Whenever I have to write an aggregate SQL query over time-series data, I start with generate_series
. Mostly that’s to avoid missing rows in the output. For instance, if I’m writing a query to show total sales in every hour, I don’t want to write this:
SELECT extract(hour FROM order_placed_at) h,
SUM(total_price)
FROM sales
WHERE order_placed_at BETWEEN ? AND ?
GROUP BY h
ORDER BY h
because then if there was an hour with no sales, that row will be simply missing from the result.
Instead I use generate_series
to generate all the hours, and join my real table to that:
SELECT h,
COALESCE(SUM(total_price), 0) AS revenue_per_hour
FROM generate_series(0, 23) s(h)
LEFT OUTER JOIN sales
ON extract(hour FROM order_placed_at) = h
WHERE order_placed_at BETWEEN ? AND ?
GROUP BY h
ORDER BY h
That way I get 24 rows every time.
But another interesting use case for generate_series
appeared on the Postgres mailing list: Suppose you have a table of events with start_time
and end_time
, and you want to report how many events were “ongoing” for each hour of the day. That means a row of data can be counted in multiple output rows. Without generate_series
this is hard to write, but if you use that as your “core” table then join to your data table, it just works:
SELECT h,
COUNT(events.id) events_per_hour,
array_remove(array_agg(events.id), NULL) active_events
FROM generate_series(0, 23) s(h)
LEFT OUTER JOIN events
ON h BETWEEN extract(hour FROM events.start_time) AND extract(hour FROM events.end_time)
GROUP BY h
ORDER BY h
That gives you one output row per hour, and events can be counted multiple times, within each hour that includes them. I’ve thrown in an array_agg
so you can see the IDs of each event, just to double-check my work.
But there are still problems. What if our query is supposed to include multiple days? How will it handle events that cross midnight? What about events that start on Monday and run until Wednesday?
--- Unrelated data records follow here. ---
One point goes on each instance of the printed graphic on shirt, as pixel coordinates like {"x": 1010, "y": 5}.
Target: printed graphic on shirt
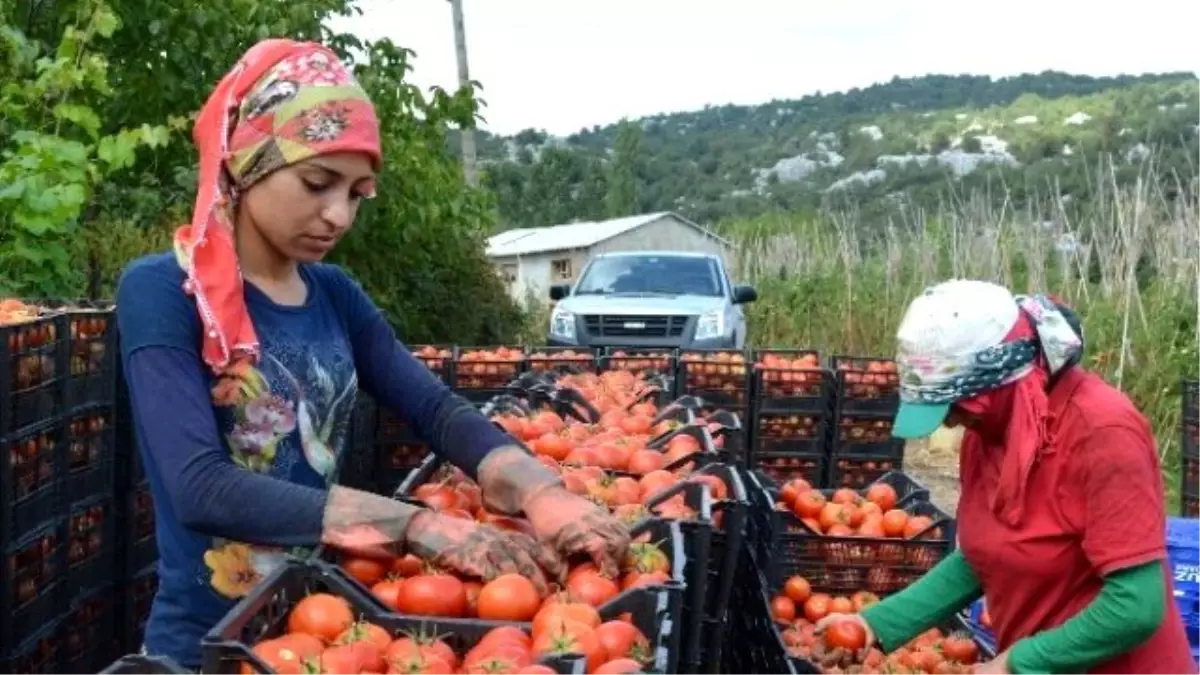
{"x": 271, "y": 411}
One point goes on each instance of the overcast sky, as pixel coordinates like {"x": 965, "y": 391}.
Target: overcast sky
{"x": 562, "y": 65}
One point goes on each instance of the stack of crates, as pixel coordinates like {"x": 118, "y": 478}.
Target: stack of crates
{"x": 1189, "y": 459}
{"x": 867, "y": 398}
{"x": 59, "y": 589}
{"x": 792, "y": 414}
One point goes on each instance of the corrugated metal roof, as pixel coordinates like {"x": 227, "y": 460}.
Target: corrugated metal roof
{"x": 528, "y": 240}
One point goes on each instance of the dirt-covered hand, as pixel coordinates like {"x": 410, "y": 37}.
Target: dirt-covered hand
{"x": 574, "y": 526}
{"x": 481, "y": 550}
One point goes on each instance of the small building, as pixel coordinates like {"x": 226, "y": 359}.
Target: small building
{"x": 531, "y": 260}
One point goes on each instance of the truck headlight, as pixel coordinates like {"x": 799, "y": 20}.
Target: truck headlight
{"x": 709, "y": 326}
{"x": 562, "y": 324}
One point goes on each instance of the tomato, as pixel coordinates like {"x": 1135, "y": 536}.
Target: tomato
{"x": 420, "y": 645}
{"x": 619, "y": 667}
{"x": 841, "y": 604}
{"x": 816, "y": 607}
{"x": 388, "y": 592}
{"x": 304, "y": 644}
{"x": 797, "y": 589}
{"x": 276, "y": 656}
{"x": 783, "y": 609}
{"x": 570, "y": 637}
{"x": 509, "y": 597}
{"x": 366, "y": 571}
{"x": 557, "y": 611}
{"x": 882, "y": 495}
{"x": 647, "y": 557}
{"x": 621, "y": 639}
{"x": 433, "y": 595}
{"x": 322, "y": 615}
{"x": 809, "y": 505}
{"x": 419, "y": 665}
{"x": 846, "y": 633}
{"x": 341, "y": 661}
{"x": 586, "y": 584}
{"x": 960, "y": 647}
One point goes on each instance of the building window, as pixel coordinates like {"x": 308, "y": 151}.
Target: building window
{"x": 562, "y": 269}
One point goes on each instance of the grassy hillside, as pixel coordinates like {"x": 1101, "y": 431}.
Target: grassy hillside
{"x": 906, "y": 142}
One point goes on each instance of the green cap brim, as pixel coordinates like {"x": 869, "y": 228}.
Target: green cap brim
{"x": 917, "y": 420}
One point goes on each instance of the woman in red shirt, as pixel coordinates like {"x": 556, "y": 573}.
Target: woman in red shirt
{"x": 1061, "y": 521}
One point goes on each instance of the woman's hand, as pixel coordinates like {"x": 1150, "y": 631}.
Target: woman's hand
{"x": 514, "y": 482}
{"x": 574, "y": 526}
{"x": 481, "y": 550}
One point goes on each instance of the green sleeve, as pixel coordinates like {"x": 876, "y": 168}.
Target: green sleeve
{"x": 1127, "y": 611}
{"x": 945, "y": 590}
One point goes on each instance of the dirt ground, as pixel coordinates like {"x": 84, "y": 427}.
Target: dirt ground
{"x": 935, "y": 463}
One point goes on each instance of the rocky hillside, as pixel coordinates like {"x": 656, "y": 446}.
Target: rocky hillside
{"x": 909, "y": 139}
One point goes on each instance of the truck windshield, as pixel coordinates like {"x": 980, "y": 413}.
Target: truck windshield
{"x": 673, "y": 275}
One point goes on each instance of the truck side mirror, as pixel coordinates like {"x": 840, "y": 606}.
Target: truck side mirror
{"x": 743, "y": 294}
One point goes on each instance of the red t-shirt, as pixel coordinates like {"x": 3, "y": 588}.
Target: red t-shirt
{"x": 1095, "y": 506}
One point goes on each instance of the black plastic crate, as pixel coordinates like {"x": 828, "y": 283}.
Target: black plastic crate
{"x": 864, "y": 434}
{"x": 138, "y": 538}
{"x": 88, "y": 635}
{"x": 137, "y": 597}
{"x": 33, "y": 371}
{"x": 31, "y": 583}
{"x": 719, "y": 376}
{"x": 31, "y": 478}
{"x": 696, "y": 541}
{"x": 90, "y": 544}
{"x": 780, "y": 467}
{"x": 481, "y": 372}
{"x": 791, "y": 381}
{"x": 726, "y": 541}
{"x": 90, "y": 452}
{"x": 858, "y": 471}
{"x": 439, "y": 359}
{"x": 753, "y": 638}
{"x": 143, "y": 664}
{"x": 40, "y": 655}
{"x": 729, "y": 432}
{"x": 91, "y": 353}
{"x": 641, "y": 360}
{"x": 1191, "y": 400}
{"x": 562, "y": 359}
{"x": 868, "y": 384}
{"x": 845, "y": 565}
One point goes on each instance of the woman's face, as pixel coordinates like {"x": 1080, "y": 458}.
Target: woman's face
{"x": 304, "y": 209}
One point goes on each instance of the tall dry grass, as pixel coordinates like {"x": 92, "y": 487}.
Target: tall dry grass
{"x": 1128, "y": 260}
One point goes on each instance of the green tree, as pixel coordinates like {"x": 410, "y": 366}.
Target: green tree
{"x": 623, "y": 172}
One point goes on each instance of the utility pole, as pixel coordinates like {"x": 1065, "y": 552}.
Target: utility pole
{"x": 467, "y": 135}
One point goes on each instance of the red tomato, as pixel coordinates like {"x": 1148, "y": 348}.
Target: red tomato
{"x": 433, "y": 595}
{"x": 321, "y": 615}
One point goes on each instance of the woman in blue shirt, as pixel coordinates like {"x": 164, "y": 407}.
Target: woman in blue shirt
{"x": 244, "y": 354}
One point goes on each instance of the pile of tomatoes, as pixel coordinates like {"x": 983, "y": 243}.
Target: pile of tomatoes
{"x": 409, "y": 586}
{"x": 324, "y": 637}
{"x": 843, "y": 650}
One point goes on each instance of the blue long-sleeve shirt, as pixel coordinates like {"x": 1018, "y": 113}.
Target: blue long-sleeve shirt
{"x": 239, "y": 469}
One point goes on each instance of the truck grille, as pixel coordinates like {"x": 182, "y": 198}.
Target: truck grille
{"x": 617, "y": 326}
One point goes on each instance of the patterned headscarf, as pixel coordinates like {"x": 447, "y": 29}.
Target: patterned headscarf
{"x": 282, "y": 103}
{"x": 976, "y": 345}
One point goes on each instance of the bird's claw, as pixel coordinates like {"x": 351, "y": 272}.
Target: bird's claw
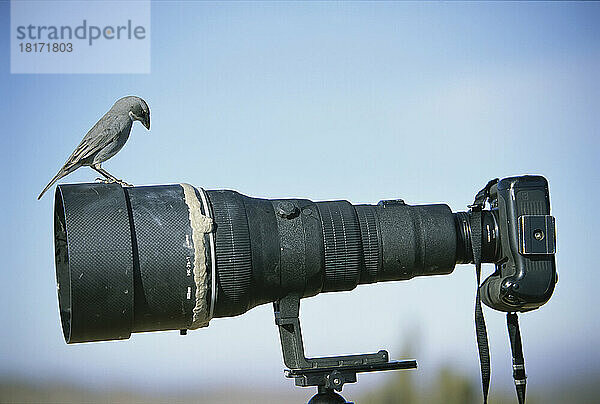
{"x": 123, "y": 183}
{"x": 113, "y": 181}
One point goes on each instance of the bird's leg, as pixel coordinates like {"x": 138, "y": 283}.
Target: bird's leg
{"x": 109, "y": 178}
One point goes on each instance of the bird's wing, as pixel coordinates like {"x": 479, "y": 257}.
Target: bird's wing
{"x": 105, "y": 131}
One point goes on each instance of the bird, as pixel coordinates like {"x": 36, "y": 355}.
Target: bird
{"x": 106, "y": 138}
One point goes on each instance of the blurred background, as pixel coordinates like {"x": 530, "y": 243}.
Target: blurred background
{"x": 358, "y": 101}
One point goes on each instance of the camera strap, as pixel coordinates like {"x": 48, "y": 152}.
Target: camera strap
{"x": 512, "y": 320}
{"x": 480, "y": 328}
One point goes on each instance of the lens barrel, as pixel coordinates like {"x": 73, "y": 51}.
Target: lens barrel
{"x": 128, "y": 259}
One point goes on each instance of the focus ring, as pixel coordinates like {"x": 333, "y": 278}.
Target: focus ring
{"x": 342, "y": 241}
{"x": 233, "y": 256}
{"x": 370, "y": 243}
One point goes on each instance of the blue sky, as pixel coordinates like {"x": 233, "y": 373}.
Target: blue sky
{"x": 356, "y": 101}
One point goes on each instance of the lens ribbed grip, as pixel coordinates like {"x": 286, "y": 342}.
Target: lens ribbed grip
{"x": 343, "y": 250}
{"x": 370, "y": 243}
{"x": 234, "y": 259}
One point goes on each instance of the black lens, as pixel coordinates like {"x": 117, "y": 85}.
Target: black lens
{"x": 138, "y": 259}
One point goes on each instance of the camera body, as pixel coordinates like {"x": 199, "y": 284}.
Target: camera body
{"x": 525, "y": 273}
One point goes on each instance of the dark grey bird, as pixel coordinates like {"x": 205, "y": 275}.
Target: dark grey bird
{"x": 106, "y": 138}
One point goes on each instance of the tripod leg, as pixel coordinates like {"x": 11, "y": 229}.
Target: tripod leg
{"x": 327, "y": 396}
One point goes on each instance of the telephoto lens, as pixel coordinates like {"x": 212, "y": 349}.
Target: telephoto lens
{"x": 171, "y": 257}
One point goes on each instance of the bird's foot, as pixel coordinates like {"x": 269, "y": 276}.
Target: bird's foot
{"x": 104, "y": 180}
{"x": 114, "y": 181}
{"x": 123, "y": 183}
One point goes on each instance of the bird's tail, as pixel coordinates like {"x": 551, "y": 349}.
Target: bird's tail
{"x": 61, "y": 173}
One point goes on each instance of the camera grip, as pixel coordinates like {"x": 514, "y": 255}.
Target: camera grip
{"x": 526, "y": 271}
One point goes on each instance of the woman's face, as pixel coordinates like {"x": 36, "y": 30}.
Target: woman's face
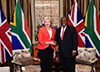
{"x": 47, "y": 23}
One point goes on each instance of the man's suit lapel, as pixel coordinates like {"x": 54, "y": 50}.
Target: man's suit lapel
{"x": 67, "y": 28}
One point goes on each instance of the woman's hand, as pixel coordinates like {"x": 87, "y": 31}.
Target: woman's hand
{"x": 53, "y": 42}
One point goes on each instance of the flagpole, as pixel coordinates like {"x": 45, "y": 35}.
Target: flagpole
{"x": 16, "y": 1}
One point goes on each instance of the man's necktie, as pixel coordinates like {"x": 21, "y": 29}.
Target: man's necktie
{"x": 62, "y": 33}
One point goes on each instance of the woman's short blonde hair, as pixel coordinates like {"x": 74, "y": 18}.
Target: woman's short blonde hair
{"x": 47, "y": 18}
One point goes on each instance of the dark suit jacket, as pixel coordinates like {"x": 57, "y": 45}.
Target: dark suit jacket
{"x": 69, "y": 42}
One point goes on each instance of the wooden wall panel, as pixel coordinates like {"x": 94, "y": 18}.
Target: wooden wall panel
{"x": 65, "y": 7}
{"x": 28, "y": 9}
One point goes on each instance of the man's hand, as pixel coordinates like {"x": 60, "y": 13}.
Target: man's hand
{"x": 53, "y": 43}
{"x": 73, "y": 53}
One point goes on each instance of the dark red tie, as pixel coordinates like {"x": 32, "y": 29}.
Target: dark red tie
{"x": 62, "y": 33}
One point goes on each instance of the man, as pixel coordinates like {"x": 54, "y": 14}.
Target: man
{"x": 67, "y": 40}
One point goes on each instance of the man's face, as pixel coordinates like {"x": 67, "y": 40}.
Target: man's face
{"x": 64, "y": 21}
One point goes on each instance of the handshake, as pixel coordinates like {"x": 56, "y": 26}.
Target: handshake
{"x": 51, "y": 42}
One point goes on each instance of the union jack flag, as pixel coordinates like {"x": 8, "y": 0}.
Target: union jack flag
{"x": 5, "y": 39}
{"x": 75, "y": 19}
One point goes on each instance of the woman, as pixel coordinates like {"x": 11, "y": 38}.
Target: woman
{"x": 46, "y": 45}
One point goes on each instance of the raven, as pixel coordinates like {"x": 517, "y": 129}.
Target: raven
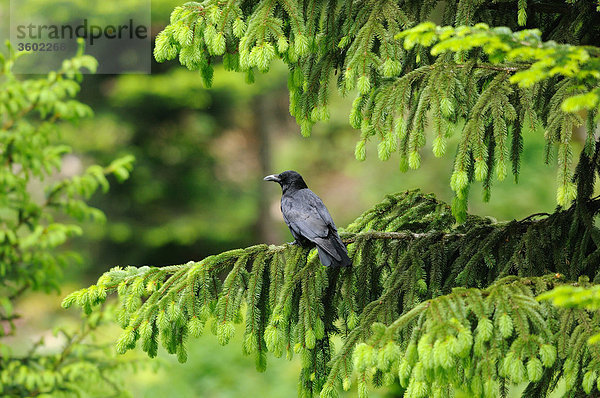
{"x": 308, "y": 219}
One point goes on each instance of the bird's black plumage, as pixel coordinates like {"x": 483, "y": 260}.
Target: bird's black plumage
{"x": 308, "y": 219}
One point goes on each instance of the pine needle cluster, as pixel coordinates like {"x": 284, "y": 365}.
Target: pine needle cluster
{"x": 417, "y": 281}
{"x": 33, "y": 228}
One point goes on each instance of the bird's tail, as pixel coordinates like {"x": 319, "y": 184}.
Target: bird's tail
{"x": 332, "y": 251}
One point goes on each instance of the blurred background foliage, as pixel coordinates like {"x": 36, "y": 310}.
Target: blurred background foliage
{"x": 197, "y": 190}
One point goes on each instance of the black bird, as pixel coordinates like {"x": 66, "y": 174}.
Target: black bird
{"x": 308, "y": 219}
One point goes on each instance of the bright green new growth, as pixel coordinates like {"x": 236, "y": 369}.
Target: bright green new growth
{"x": 483, "y": 329}
{"x": 40, "y": 212}
{"x": 492, "y": 84}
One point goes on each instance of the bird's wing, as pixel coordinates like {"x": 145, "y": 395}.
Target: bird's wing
{"x": 306, "y": 214}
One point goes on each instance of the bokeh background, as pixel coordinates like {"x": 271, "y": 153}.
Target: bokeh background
{"x": 197, "y": 190}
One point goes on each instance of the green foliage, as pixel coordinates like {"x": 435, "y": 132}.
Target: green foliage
{"x": 579, "y": 296}
{"x": 495, "y": 83}
{"x": 408, "y": 264}
{"x": 39, "y": 198}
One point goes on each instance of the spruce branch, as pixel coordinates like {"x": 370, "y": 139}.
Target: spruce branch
{"x": 412, "y": 269}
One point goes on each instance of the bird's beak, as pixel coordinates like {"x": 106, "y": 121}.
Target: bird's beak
{"x": 272, "y": 177}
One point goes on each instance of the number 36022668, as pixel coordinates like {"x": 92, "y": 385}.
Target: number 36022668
{"x": 41, "y": 46}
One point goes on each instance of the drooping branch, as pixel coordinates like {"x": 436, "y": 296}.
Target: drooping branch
{"x": 405, "y": 251}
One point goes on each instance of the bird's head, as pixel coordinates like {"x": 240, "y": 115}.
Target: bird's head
{"x": 288, "y": 179}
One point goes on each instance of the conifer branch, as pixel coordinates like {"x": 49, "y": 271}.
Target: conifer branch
{"x": 412, "y": 268}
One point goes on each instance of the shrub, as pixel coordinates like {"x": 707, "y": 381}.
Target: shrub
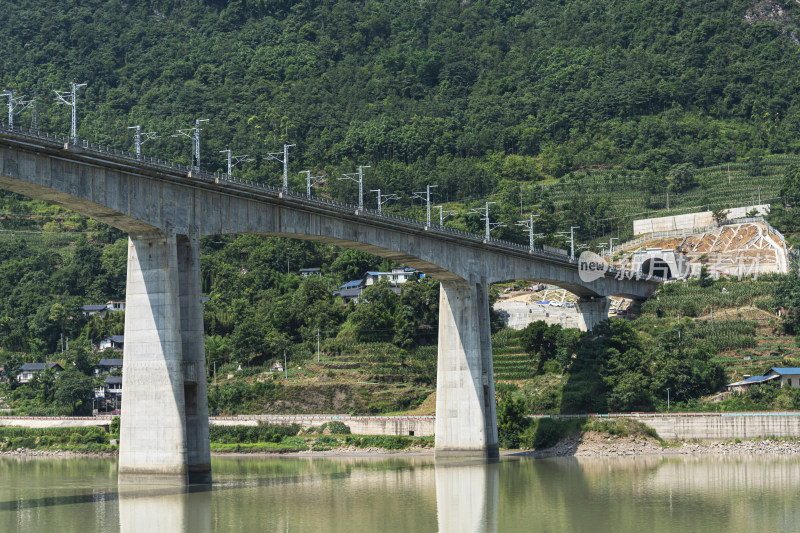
{"x": 337, "y": 428}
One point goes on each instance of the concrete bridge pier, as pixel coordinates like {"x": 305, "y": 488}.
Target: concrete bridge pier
{"x": 592, "y": 311}
{"x": 466, "y": 416}
{"x": 164, "y": 431}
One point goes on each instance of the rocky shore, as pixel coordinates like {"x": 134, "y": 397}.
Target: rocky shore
{"x": 593, "y": 444}
{"x": 590, "y": 444}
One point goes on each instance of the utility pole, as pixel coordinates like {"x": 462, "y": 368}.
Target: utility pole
{"x": 611, "y": 247}
{"x": 360, "y": 180}
{"x": 194, "y": 135}
{"x": 283, "y": 157}
{"x": 529, "y": 224}
{"x": 35, "y": 119}
{"x": 443, "y": 214}
{"x": 427, "y": 199}
{"x": 71, "y": 99}
{"x": 571, "y": 240}
{"x": 234, "y": 160}
{"x": 384, "y": 198}
{"x": 311, "y": 180}
{"x": 485, "y": 217}
{"x": 13, "y": 103}
{"x": 10, "y": 94}
{"x": 141, "y": 138}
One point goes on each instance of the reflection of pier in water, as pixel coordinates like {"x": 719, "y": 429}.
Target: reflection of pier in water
{"x": 167, "y": 510}
{"x": 323, "y": 495}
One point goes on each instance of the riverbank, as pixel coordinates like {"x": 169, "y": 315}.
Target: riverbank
{"x": 594, "y": 444}
{"x": 591, "y": 444}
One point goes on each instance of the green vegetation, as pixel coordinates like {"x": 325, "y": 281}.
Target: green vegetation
{"x": 582, "y": 114}
{"x": 515, "y": 430}
{"x": 576, "y": 101}
{"x": 286, "y": 439}
{"x": 73, "y": 439}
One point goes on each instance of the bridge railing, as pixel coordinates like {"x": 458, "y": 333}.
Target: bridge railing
{"x": 211, "y": 177}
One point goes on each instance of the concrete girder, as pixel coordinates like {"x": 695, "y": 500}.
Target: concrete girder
{"x": 165, "y": 210}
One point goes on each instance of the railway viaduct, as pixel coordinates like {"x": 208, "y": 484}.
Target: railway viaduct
{"x": 165, "y": 208}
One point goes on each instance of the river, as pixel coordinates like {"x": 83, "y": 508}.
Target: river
{"x": 412, "y": 494}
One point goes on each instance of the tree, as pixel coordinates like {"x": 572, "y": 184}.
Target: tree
{"x": 511, "y": 421}
{"x": 74, "y": 391}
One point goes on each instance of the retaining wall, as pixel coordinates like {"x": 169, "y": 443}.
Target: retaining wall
{"x": 420, "y": 426}
{"x": 714, "y": 426}
{"x": 678, "y": 426}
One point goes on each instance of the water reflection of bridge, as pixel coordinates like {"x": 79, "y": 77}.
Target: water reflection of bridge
{"x": 165, "y": 208}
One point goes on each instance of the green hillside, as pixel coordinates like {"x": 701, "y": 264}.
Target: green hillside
{"x": 587, "y": 114}
{"x": 473, "y": 96}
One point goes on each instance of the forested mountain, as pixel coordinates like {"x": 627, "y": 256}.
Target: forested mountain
{"x": 461, "y": 94}
{"x": 584, "y": 112}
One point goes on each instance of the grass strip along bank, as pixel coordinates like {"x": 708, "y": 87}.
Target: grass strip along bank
{"x": 287, "y": 439}
{"x": 263, "y": 438}
{"x": 92, "y": 439}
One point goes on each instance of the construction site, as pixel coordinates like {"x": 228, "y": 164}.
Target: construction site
{"x": 742, "y": 246}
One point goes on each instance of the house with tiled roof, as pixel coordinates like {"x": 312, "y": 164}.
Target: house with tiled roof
{"x": 29, "y": 370}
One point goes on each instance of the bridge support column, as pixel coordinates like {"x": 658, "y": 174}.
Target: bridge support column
{"x": 466, "y": 415}
{"x": 164, "y": 422}
{"x": 592, "y": 311}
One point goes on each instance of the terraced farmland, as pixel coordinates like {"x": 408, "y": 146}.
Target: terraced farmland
{"x": 511, "y": 363}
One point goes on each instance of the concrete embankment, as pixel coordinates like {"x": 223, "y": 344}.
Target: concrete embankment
{"x": 420, "y": 426}
{"x": 592, "y": 444}
{"x": 715, "y": 426}
{"x": 670, "y": 427}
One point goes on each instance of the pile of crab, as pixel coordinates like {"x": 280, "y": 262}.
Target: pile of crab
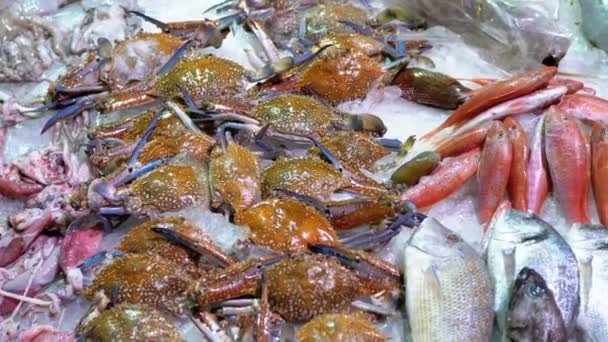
{"x": 182, "y": 131}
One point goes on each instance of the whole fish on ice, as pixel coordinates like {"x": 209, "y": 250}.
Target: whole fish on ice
{"x": 518, "y": 239}
{"x": 533, "y": 313}
{"x": 590, "y": 244}
{"x": 448, "y": 289}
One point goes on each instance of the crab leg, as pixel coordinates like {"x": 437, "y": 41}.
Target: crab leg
{"x": 569, "y": 164}
{"x": 538, "y": 179}
{"x": 140, "y": 145}
{"x": 373, "y": 271}
{"x": 263, "y": 322}
{"x": 493, "y": 172}
{"x": 389, "y": 50}
{"x": 518, "y": 178}
{"x": 72, "y": 110}
{"x": 599, "y": 170}
{"x": 450, "y": 175}
{"x": 207, "y": 250}
{"x": 526, "y": 104}
{"x": 370, "y": 240}
{"x": 496, "y": 93}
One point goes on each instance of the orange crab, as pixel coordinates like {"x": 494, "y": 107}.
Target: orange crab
{"x": 304, "y": 285}
{"x": 155, "y": 270}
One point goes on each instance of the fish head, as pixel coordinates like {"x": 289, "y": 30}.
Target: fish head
{"x": 515, "y": 226}
{"x": 557, "y": 122}
{"x": 532, "y": 309}
{"x": 588, "y": 237}
{"x": 433, "y": 238}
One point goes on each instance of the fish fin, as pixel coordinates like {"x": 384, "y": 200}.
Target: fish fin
{"x": 509, "y": 262}
{"x": 432, "y": 283}
{"x": 586, "y": 275}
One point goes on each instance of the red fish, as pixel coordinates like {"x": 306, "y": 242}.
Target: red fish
{"x": 494, "y": 170}
{"x": 538, "y": 179}
{"x": 568, "y": 159}
{"x": 497, "y": 92}
{"x": 599, "y": 170}
{"x": 518, "y": 178}
{"x": 450, "y": 175}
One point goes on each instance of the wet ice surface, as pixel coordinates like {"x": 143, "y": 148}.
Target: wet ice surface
{"x": 402, "y": 118}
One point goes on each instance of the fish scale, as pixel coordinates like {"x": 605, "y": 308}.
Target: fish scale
{"x": 448, "y": 291}
{"x": 589, "y": 244}
{"x": 524, "y": 240}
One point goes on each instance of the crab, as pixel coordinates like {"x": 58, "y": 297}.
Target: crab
{"x": 112, "y": 144}
{"x": 157, "y": 269}
{"x": 303, "y": 285}
{"x": 128, "y": 322}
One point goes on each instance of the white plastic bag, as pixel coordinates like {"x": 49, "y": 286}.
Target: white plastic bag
{"x": 514, "y": 35}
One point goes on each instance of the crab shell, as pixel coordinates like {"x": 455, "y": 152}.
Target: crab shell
{"x": 309, "y": 176}
{"x": 127, "y": 322}
{"x": 287, "y": 225}
{"x": 170, "y": 187}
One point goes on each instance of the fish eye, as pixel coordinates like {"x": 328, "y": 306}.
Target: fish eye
{"x": 536, "y": 291}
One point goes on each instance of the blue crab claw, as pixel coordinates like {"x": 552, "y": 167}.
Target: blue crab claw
{"x": 388, "y": 49}
{"x": 207, "y": 250}
{"x": 263, "y": 264}
{"x": 307, "y": 55}
{"x": 390, "y": 144}
{"x": 161, "y": 25}
{"x": 271, "y": 151}
{"x": 365, "y": 265}
{"x": 81, "y": 89}
{"x": 304, "y": 199}
{"x": 144, "y": 138}
{"x": 327, "y": 154}
{"x": 98, "y": 258}
{"x": 370, "y": 240}
{"x": 72, "y": 110}
{"x": 131, "y": 173}
{"x": 223, "y": 6}
{"x": 173, "y": 60}
{"x": 190, "y": 102}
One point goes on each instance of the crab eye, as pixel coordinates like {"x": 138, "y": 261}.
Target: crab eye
{"x": 536, "y": 291}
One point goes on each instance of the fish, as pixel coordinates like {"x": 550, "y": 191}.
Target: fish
{"x": 533, "y": 313}
{"x": 538, "y": 179}
{"x": 590, "y": 245}
{"x": 518, "y": 178}
{"x": 569, "y": 163}
{"x": 518, "y": 239}
{"x": 447, "y": 177}
{"x": 599, "y": 169}
{"x": 493, "y": 172}
{"x": 495, "y": 93}
{"x": 448, "y": 290}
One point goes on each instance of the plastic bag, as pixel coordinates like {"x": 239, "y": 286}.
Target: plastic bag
{"x": 514, "y": 35}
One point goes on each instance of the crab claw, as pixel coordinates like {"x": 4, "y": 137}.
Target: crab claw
{"x": 365, "y": 123}
{"x": 82, "y": 103}
{"x": 374, "y": 272}
{"x": 369, "y": 240}
{"x": 235, "y": 281}
{"x": 206, "y": 249}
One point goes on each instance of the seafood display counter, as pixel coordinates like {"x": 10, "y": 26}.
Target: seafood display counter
{"x": 302, "y": 170}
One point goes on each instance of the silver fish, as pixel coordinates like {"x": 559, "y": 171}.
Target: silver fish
{"x": 516, "y": 240}
{"x": 590, "y": 244}
{"x": 533, "y": 313}
{"x": 448, "y": 290}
For these kind of things, we should avoid extract
in our BETWEEN
, and instead of generating a series of integers, we should generate a series of timestamps. This is also a great chance to use Postgres’s new(ish) range datatype, to avoid our own bug-prone interval comparisons:
SELECT extract(hour FROM s.h) AS hour,
COUNT(DISTINCT events.id) events_per_hour,
array_remove(array_agg(events.id), NULL) active_events
FROM generate_series(
date_trunc('hour', '2015-03-01 00:00:00'::timestamp),
date_trunc('hour', '2015-03-31 23:00:00'::timestamp),
'1 hour') s(h)
LEFT OUTER JOIN events
ON tsrange(events.start_time, events.end_time) && tsrange(s.h, s.h + interval '1 hour')
GROUP BY hour
ORDER BY hour
Here we are using the &&
(overlaps) operator to check whether each event overlaps with each window. If we didn’t want to use ranges, we could also use the SQL OVERLAPS
operator, which accomplishes the same thing.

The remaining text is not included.